Les premiers documents en écriture alphabétique phrygienne ont été retrouvés a Gordion, l’ancienne capitale de l’état phrygien, et remontent à la dernière phase du VIIIe siècle av. J.- C. Il s’agit de 5 documents provenant d’un monticule de terre dénommé MM et d’un document provenant d’un niveau de la ville de la même époque que ce monticule. D’autres textes appartiennent au VIIe siècle av. J.- C. et le corpus le plus vaste date de la période allant du VIe au IVe siècle av. J.- C.

Bien que les ressemblances entre l’écriture phrygienne et l’écriture grecque archaïque soient importantes, nous savons que les contacts commerciaux et culturels entre les Phrygiens et les Grecs au VIIIe siècle sont réduits au minimum. Cependant, des sources historiques d’origine grecque attribuent à Midas, souverain phrygien de l’époque, un voyage en Grèce, à Delphes, et son mariage avec une princesse de la ville grecque de Kymé en Anatolie nord-occidentale. Cela pourrait suggérer que l’écriture phrygienne ne s’est pas développée à travers des rapports commerciaux mais qu’elle est due au choix culturel de développer un alphabet s’inspirant librement de l’alphabet grec. Une seconde hypothèse voudrait qu’elle trouve son origine dans une source commune aux deux alphabets: l’écriture phénicienne.

En effet, l’alphabet est, sinon identique, du moins semblable à celui du grec surtout dans certaines variantes locales: à Gordion, sur le site de la ville de Midas et à Çepni tout comme à Hattuša, le site de l’ancienne capitale hittite où les Phrygiens s’installèrent après l’abandon de la ville, on trouve des signes ailleurs totalement inconnus.

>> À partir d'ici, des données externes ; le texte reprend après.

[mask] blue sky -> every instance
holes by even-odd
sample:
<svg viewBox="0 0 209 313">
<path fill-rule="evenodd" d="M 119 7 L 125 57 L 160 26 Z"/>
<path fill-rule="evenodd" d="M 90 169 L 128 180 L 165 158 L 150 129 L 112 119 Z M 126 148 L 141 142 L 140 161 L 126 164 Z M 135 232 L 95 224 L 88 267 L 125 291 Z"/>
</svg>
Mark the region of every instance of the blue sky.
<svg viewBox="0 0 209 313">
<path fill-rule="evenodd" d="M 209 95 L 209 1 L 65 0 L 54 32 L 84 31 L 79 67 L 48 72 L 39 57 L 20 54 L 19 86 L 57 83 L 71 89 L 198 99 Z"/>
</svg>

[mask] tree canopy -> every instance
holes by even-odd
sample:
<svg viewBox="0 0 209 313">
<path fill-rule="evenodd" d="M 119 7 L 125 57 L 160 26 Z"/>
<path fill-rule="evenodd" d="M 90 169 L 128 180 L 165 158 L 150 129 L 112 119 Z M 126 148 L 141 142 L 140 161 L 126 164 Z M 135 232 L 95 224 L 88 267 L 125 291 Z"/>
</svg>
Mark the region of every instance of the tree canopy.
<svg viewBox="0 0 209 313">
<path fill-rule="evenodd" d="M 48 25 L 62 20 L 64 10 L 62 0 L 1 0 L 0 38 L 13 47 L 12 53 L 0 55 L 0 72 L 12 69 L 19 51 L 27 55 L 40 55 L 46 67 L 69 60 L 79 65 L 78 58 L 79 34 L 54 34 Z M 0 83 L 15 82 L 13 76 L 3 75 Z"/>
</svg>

Il ne semble pas y avoir de contacts ni de ressemblances avec les écritures anatoliennes du IIe millénaire ni avec l’écriture hiéroglyphique anatolienne largement utilisée durant la même période historique en Anatolie et dans la Syrie septentrionale.


Usage de l’écriture

Les textes phrygiens, en particulier les graffitis sur des vases de différents matériaux, consistent en des noms propres. Les quelques inscriptions longues gravées sur de la pierre sont associées à des pratiques religieuses. L’inscription de Tyana évoquant le roi Midas est vraisemblablement une inscription à caractère historique. Parmi les quelques 250 inscriptions paléo-phrygiennes, deux seulement contiennent plus de dix mots, l’inscription de Germanos (B-01) et celle de Yazιlιlikaya (W-01).

On n’est pas en mesure de dire si l’écriture était reproduite sur d’autres supports périssables, comme le papyrus, le cuir ou les tablettes de cire (ces dernières très certainement en usage en Anatolie au IIe millénaire).